Hayatımda ilk defa bir kitabı son 100 sayfasına girdiğim halde bıraktım. Kitabı okudukça kendimi daha bir kirlenmiş hissettim. Belki de beni bu kadar kötü hissettiren, iyi bir ailede yetişmesine rağmen bu kadar karmaşık ve anlaşılmaz bir zihniyete sahip karakterlerinden kaynaklanıyordu.

Sözde sevdiği adamı arındıracağını, onu kurtaracağını zannediyorsunuz okurken ama hiç beklendiği gibi gitmiyor. Okumuş olanlar bilirler, tam Nigel öldü belki düzelir dedim (çünkü kitabı okuyabilecek kadar iyi olsun isterdim, ne de olsa Aurora'nın İncileri'ni de almıştım) ama yine Hüma'nın çılgınlık tabir ettiği başı bozuk davranışları ile karşı karşıya kaldım.

Tabiiki en sonunda pes ettim. Öyle ki kitaplığımda bulunduğunu bile kimsenin görmesini istemeyeceğim türden bir kitap anım oldu SIR...

Şimdi elimde Maeve Binchy'den Yıldızlı ve Yağmurlu Geceler var. Okumadığım son bir kaç kitabından birisi. Okuyunca beğeneceğime eminim ve sizlerle paylaşmak için şimdiden sabırsızlanıyorum.

Güzel kitaplarla geçecek harika günler dilerim...

17 Haziran 2010 Perşembe

SIR malesef

Sırf eğlence olsun diye, bir şey öğrenme amacı gütmeden yeni bir kitaba başlayacağımı yazmıştım. Evet başladım da hatta yarısını geçtim ama ben bu kitabı yaz ortasında kürk palto giymiş bir insana benzettim. Kendi içinde barındırdığı gereksiz parçaları ve fazlalıkları kitabı resmen boğuyor. Aslında ortada bir KİTAP var mı, onu da bilemiyorum.

Hem yaşanmış olayların basitliği, hem de bir defterle evlatlarına ve torunlarına anlatılmasının gereksizliği nedeniyle okumanızı hiç tavsiye etmeyeceğim bir kitap, Nermin BEZMEN'den SIR.

Bizim ülkemiz nasıl bir ülke? Bu tarz bir kitap bir ara övülüp göklere çıkarılıyordu. Anlamakta gerçekten zorlanıyorum.

Ben hamileliğim boyunca üzülebileceğim kitaplardan uzak durayım diye düşünerek başladım ve bitireceğim ama bundan sonra herhalde yine bana katkısı olacak bir kitap seçeceğim.

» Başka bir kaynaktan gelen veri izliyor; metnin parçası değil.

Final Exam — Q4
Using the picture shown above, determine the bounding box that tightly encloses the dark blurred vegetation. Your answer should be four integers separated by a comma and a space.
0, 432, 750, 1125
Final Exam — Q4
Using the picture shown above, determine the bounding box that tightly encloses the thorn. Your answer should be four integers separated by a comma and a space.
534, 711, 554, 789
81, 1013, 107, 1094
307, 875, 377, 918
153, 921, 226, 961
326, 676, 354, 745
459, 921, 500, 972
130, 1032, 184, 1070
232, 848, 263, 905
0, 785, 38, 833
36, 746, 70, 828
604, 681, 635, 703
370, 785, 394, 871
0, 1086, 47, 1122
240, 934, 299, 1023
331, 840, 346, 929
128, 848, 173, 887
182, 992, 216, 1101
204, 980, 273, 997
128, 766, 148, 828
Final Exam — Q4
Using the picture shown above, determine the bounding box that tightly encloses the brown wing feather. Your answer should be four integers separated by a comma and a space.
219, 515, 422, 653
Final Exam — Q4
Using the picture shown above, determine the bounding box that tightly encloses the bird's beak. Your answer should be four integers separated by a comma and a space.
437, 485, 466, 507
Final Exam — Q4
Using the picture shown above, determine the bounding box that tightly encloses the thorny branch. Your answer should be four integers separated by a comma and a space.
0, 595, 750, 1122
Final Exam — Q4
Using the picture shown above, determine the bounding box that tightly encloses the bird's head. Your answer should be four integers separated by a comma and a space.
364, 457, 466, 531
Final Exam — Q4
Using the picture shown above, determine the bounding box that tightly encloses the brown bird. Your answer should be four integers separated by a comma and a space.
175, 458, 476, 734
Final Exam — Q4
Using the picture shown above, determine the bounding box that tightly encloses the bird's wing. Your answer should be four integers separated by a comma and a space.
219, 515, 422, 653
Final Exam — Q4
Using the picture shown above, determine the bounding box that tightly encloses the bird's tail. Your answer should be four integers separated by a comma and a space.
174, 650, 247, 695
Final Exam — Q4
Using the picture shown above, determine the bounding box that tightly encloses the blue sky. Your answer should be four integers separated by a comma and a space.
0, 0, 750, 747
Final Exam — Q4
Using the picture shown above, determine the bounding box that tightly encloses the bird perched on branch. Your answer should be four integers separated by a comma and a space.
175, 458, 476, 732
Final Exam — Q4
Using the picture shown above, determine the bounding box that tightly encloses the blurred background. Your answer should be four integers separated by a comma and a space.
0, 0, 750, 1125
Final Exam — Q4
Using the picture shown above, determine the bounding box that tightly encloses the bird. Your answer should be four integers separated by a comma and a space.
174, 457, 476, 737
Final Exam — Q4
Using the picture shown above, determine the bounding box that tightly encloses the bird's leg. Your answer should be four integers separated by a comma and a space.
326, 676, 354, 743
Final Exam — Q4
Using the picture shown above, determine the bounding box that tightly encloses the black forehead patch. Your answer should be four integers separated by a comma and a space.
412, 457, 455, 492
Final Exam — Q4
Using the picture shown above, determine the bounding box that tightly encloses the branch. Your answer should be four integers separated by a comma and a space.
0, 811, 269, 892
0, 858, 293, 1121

Hatta beni okurken yıpratacağını bile bile LİMON AĞACI'nı okumayı düşünüyorum.

Kitabı bitirdiğimde görüşlerime yeni ilaveler olursa paylaşabilirim.

Sevgiyle kalın...

14 Haziran 2010 Pazartesi

UÇURTMA AVCISI - SON

Cumartesi akşamı kitap bitti, ama sanırım ben de kitapla birlikte bittim. Bütün gece kitapla uğraştım rüyalarımda (yoksa kabus mu).

Bir ülke'nin çöküşü ile bir insanın çöküşü arasında düşünüp de daha çok bir insanın çöküşüne üzülmek... Özellikle de çöken hayat bir çocuğunki olunca daha da mümkün oluyor.

Kitap okunması gereken bir kitap, açıkçası filmini çok merak ettim. Konular genelde kitaptaki gibi yansıtılamıyor, tabii ki bir filmin, kitap kadar büyük bir duygu yoğunluğu yaşatması mümkün değil. Bu nedenle okumayan insanlar için biraz üzülmüşümdür hep.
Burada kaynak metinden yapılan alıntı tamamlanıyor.